I've decided to make a new breed. A basenji/beagle mix called the Bagel. That one won't be hard to train....


----------



## MichaelE (Dec 15, 2012)

I think the proper name for them is Mutt.


----------



## Sunflowers (Feb 17, 2012)

MichaelE said:


> I think the proper name for them is Mutt.


Please.
The proper proper name is mongrel.


----------



## llombardo (Dec 11, 2011)

They shed a lot less if any depending on what generation the poodle comes in play. My friend has a cockapoo, I got him for her, I love that dog. All the poos and doodles I know shed way less if at all, that is my personal experience with them.


----------



## Nigel (Jul 10, 2012)

My parents bought a snoodle. I tried to talk them out of it, but to no avail. They have an awesome sheltie named Marco, he's super smart and quite the character, I was hoping they'd get another. They've had poodles before, one nice mellow one and the other was a typical yapper.


----------



## Zookeep (May 17, 2012)

llombardo said:


> They shed a lot less if any depending on what generation the poodle comes in play. My friend has a cockapoo, I got him for her, I love that dog. All the poos and doodles I know shed way less if at all, that is my personal experience with them.
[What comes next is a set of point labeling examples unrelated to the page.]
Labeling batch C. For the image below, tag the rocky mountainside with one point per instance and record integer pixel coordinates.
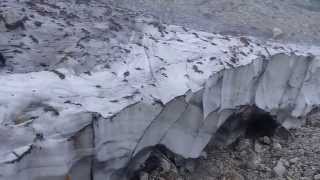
(91, 90)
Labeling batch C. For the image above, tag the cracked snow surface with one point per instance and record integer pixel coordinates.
(86, 87)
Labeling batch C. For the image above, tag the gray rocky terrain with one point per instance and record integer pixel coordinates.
(159, 90)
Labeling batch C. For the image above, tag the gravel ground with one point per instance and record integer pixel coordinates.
(267, 159)
(298, 20)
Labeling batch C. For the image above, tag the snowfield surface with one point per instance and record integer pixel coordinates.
(93, 85)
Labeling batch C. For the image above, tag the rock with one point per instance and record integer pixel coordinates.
(277, 146)
(280, 169)
(2, 60)
(294, 160)
(204, 155)
(259, 148)
(243, 144)
(305, 178)
(144, 176)
(276, 32)
(233, 175)
(265, 140)
(316, 177)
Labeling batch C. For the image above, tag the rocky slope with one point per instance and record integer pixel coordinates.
(89, 89)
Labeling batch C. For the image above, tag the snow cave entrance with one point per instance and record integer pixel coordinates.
(249, 122)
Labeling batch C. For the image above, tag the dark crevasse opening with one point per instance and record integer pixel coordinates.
(250, 122)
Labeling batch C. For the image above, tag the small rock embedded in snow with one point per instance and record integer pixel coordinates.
(144, 176)
(204, 155)
(280, 169)
(233, 176)
(294, 160)
(258, 147)
(316, 177)
(277, 146)
(276, 32)
(305, 178)
(265, 140)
I guess the not shedding explains some of them, but what is the point of a Multipoo? Maltese don't shed.


----------



## HarleyTheGSD (Feb 13, 2012)

I've always thought that these designer breeds were a bit silly. Does anybody know if they are bred as simply a pure breed on each side (pure Poodle and pure Maltese for example) or if they are breeding more of one breed into these dogs? (Sorry if I worded that in "dumb.") I've always wondered that.


----------



## Lucy Dog (Aug 10, 2008)

"Poo" is just easy to mix with other names. That's why I always figured Poodles were used.


----------



## KatsMuse (Jun 5, 2012)

Zookeep said:


> I saw a dog today that I thought was some type of spaniel. I asked the owner what type of breed she was, and he said she was a cockapoo. *He told me he also considered getting a Multipoo.* This got me thinking of all the different poodle mixes: gooldendoodle, Labradoodle, Peekapoo. Does anyone know why there are so many poodle mixes? It seems poodles are used to create intentional mixes more than any other breed.
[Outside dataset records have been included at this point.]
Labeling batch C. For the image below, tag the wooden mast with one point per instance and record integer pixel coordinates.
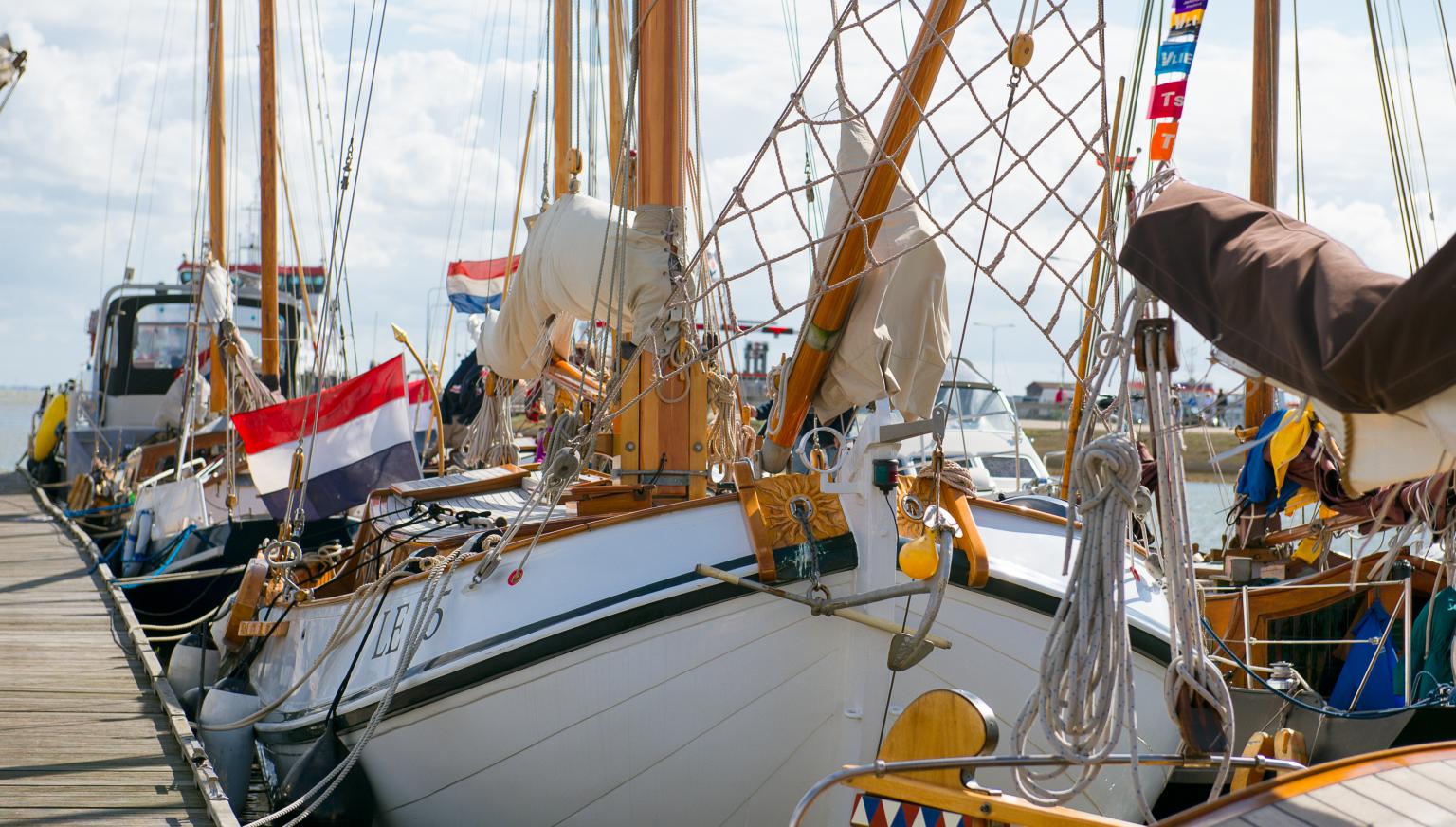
(1258, 396)
(663, 437)
(565, 159)
(831, 309)
(216, 166)
(268, 190)
(616, 102)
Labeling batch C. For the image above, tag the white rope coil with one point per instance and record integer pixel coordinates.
(1083, 695)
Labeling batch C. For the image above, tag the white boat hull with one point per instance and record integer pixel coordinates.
(715, 714)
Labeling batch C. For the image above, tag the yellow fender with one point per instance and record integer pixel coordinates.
(44, 440)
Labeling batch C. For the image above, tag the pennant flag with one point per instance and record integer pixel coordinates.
(1164, 138)
(1186, 24)
(478, 285)
(1123, 163)
(357, 440)
(1168, 100)
(421, 410)
(1175, 56)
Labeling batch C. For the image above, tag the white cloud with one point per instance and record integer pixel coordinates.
(57, 150)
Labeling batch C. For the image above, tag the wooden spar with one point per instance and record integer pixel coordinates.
(268, 190)
(1085, 347)
(510, 249)
(670, 424)
(1258, 396)
(516, 215)
(831, 309)
(216, 228)
(660, 103)
(616, 100)
(565, 160)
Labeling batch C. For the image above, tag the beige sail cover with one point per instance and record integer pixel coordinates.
(564, 277)
(894, 342)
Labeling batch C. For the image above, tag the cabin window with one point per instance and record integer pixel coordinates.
(1007, 468)
(980, 408)
(160, 337)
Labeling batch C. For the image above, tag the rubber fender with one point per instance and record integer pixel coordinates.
(230, 750)
(351, 801)
(46, 432)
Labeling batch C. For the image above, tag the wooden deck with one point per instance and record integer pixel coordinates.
(84, 739)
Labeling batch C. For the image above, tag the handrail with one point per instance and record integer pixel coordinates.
(883, 767)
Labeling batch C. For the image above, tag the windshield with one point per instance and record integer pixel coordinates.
(978, 408)
(160, 341)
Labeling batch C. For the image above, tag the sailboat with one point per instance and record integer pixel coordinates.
(660, 642)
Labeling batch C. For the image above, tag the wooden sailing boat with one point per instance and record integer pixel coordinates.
(551, 645)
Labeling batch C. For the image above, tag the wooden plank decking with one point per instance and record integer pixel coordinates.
(83, 736)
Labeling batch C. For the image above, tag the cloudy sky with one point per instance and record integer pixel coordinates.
(100, 147)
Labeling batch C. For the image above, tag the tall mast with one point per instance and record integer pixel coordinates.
(268, 188)
(664, 435)
(828, 313)
(1258, 397)
(616, 102)
(565, 159)
(216, 166)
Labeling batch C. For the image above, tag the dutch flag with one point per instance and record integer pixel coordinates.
(477, 285)
(360, 441)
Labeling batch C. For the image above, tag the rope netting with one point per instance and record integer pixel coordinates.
(1008, 165)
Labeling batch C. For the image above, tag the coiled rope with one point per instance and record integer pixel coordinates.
(1190, 669)
(1083, 693)
(428, 600)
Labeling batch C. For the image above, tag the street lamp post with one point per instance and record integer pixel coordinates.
(993, 328)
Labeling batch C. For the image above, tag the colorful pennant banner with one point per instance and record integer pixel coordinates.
(1171, 75)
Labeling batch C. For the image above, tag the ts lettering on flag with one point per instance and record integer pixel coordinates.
(357, 440)
(421, 410)
(1168, 100)
(1175, 56)
(477, 285)
(1164, 138)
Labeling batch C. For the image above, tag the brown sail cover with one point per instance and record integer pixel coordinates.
(1296, 304)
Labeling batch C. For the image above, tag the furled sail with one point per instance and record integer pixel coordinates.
(896, 342)
(575, 250)
(1374, 351)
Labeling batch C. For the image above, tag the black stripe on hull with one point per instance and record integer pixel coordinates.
(837, 555)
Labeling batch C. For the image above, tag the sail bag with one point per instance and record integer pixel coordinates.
(894, 342)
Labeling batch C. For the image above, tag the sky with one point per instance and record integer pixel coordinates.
(100, 147)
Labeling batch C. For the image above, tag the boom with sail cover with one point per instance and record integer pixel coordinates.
(1374, 351)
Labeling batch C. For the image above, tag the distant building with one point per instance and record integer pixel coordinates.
(1050, 392)
(290, 278)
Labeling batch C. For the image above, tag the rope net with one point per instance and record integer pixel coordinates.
(1005, 165)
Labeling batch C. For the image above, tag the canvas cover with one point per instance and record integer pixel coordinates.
(1295, 303)
(894, 342)
(565, 275)
(1374, 351)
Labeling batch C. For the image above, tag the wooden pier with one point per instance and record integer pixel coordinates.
(86, 734)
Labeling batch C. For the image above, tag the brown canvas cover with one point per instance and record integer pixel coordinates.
(1295, 303)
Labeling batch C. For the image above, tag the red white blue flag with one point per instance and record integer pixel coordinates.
(355, 440)
(421, 407)
(478, 285)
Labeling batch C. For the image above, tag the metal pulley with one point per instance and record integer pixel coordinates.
(1019, 49)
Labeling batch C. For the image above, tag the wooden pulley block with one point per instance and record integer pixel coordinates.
(1019, 49)
(1170, 335)
(571, 162)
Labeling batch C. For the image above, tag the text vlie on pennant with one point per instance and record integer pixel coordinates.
(1168, 100)
(1175, 56)
(1186, 24)
(1164, 138)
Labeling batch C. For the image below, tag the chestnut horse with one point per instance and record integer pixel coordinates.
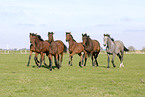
(75, 48)
(40, 46)
(32, 49)
(56, 47)
(92, 47)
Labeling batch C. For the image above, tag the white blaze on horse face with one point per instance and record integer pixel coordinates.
(105, 40)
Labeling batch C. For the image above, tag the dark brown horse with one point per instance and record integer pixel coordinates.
(32, 49)
(56, 48)
(75, 48)
(92, 47)
(40, 46)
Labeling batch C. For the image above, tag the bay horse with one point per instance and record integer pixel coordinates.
(56, 47)
(32, 49)
(92, 47)
(114, 48)
(75, 48)
(40, 46)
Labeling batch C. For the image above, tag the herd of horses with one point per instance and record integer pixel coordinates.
(86, 48)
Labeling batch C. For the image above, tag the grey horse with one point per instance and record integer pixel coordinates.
(114, 48)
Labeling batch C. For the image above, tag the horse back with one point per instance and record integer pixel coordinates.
(60, 46)
(96, 45)
(119, 45)
(45, 46)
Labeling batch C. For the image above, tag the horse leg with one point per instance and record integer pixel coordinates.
(61, 58)
(92, 60)
(56, 61)
(70, 60)
(50, 61)
(113, 60)
(108, 60)
(36, 60)
(81, 61)
(29, 58)
(121, 60)
(44, 59)
(85, 58)
(41, 58)
(96, 55)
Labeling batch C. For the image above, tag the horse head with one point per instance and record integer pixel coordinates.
(50, 36)
(85, 39)
(68, 35)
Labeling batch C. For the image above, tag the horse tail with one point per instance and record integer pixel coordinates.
(65, 49)
(89, 54)
(125, 49)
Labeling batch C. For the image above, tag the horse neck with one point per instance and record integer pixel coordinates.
(38, 41)
(89, 43)
(52, 39)
(72, 42)
(110, 43)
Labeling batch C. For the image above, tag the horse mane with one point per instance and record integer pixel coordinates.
(71, 36)
(109, 36)
(40, 37)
Ok...I've heard of 'Poos' and 'doodles'...never a 'MULTIPOO' though.
O dear.

 Kat


----------



## Zookeep (May 17, 2012)

KatsMuse said:


> Ok...I've heard of 'Poos' and 'doodles'...never a 'MULTIPOO' though.
> O dear.
> 
> Kat


Mix of a Maltese and poodle. I really don't understand this one. I have a Maltese. He is a perfectly fine dog. He doesn't shed and only barks when the other dogs bark. I don't know why anyone would mix one with a poodle, except as Lucy Dog says, because of the name.


----------



## Harry and Lola (Oct 26, 2013)

We know a 'Moodle' (Multese & Poodle) and he is a great little dog.
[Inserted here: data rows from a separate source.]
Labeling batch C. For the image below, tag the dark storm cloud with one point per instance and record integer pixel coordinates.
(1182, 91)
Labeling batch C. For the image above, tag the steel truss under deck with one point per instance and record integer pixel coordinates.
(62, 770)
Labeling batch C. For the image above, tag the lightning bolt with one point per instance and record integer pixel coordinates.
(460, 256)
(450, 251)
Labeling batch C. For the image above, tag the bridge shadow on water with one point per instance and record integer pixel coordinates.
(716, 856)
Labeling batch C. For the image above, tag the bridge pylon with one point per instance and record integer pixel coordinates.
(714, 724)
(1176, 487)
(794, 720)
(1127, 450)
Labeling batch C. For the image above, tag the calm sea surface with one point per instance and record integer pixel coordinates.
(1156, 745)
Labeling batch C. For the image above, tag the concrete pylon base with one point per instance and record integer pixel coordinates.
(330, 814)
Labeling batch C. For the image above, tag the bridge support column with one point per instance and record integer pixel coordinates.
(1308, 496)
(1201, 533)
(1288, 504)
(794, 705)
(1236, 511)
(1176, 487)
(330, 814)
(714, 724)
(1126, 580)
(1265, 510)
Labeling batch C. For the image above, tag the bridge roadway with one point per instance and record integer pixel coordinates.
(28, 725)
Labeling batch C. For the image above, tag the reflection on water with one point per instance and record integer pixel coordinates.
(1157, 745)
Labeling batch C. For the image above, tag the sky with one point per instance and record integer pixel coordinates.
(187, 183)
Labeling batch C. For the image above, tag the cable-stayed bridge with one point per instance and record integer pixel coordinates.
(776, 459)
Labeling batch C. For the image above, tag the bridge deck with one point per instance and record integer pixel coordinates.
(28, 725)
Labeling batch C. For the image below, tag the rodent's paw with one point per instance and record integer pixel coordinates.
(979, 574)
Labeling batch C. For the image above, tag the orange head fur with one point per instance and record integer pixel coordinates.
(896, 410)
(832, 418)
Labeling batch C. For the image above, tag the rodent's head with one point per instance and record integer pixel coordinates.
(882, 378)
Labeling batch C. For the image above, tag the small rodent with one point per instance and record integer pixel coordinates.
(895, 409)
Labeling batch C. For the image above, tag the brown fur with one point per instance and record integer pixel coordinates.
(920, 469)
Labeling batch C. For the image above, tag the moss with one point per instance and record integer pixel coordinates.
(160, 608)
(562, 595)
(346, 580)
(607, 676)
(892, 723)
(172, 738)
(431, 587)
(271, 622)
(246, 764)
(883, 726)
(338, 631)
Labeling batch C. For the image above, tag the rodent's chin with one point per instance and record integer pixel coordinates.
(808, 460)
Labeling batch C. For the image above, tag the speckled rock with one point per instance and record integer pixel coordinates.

Also what do you call a Shih Tzu Poodle cross? Shihtpoo?


----------



## doggiedad (Dec 2, 2007)

they're designer dogs, mixed breed, mutts, but they're so cute.
i would own one.


----------



## vicky2200 (Oct 29, 2010)

Because of the fact that people generally think that poodles don't shed, they are a good candidate. You add in that if you mix a poodle with any breed and it is adorable, it is another benefit. The reality is that if you have a poodle or a poodle mix, you have a huge commitment to grooming. They do shed, it will simply just matted if it isn't removed.


----------



## mandiah89 (Jan 18, 2013)

The worst I have seen here on my local online ads recently was "Shepadoodles" thats right folks german shepherd X poodle to make a Shepadoodle! Also over the past 2 or so years here a few others crazy poo mixes like Bernadoodle (Bermese mountain dog X poodle) and Pyradoodle (Great Pyrenees and poodle) its crazy what people will mix with the poodle!


----------



## Merciel (Apr 25, 2013)

HarleyTheGSD said:


> Does anybody know if they are bred as simply a pure breed on each side (pure Poodle and pure Maltese for example) or if they are breeding more of one breed into these dogs? (Sorry if I worded that in "dumb.") I've always wondered that.


Both. And it's not a dumb question at all -- it actually underscores what a gimmick these "breeds" are.

The crossbreeds, as originally intended, were supposed to be F1 crosses. Each parent should be a purebred whatever. As far as I'm aware, the origin story goes back to labradoodles who were bred as service dogs, so the original formulation was supposed to be Lab x Poodle = Labradoodle.

Very quickly these dogs became commercialized. We see enormous numbers of them coming out of puppy mills and commercial breeders, and because quality control is nil in a lot of these operations, "oops litters" happen semi-routinely.

So a maltipoo (Maltese x Poodle) might crossbreed with a Miniature Schnauzer, because these puppy mills mostly have a large variety of small low-shedding breeds (those being the dogs with the greatest retail value in pet stores). Rather than sell the oops litter cheaply, the breeders hit upon the ingenious idea of marketing them under a new reformulated name for a price equal to or greater than the purpose-bred maltipoo or schnoodle litters would have commanded. And lo, so the "maltischnoodle" or "schnaultipoo" or whatever was born.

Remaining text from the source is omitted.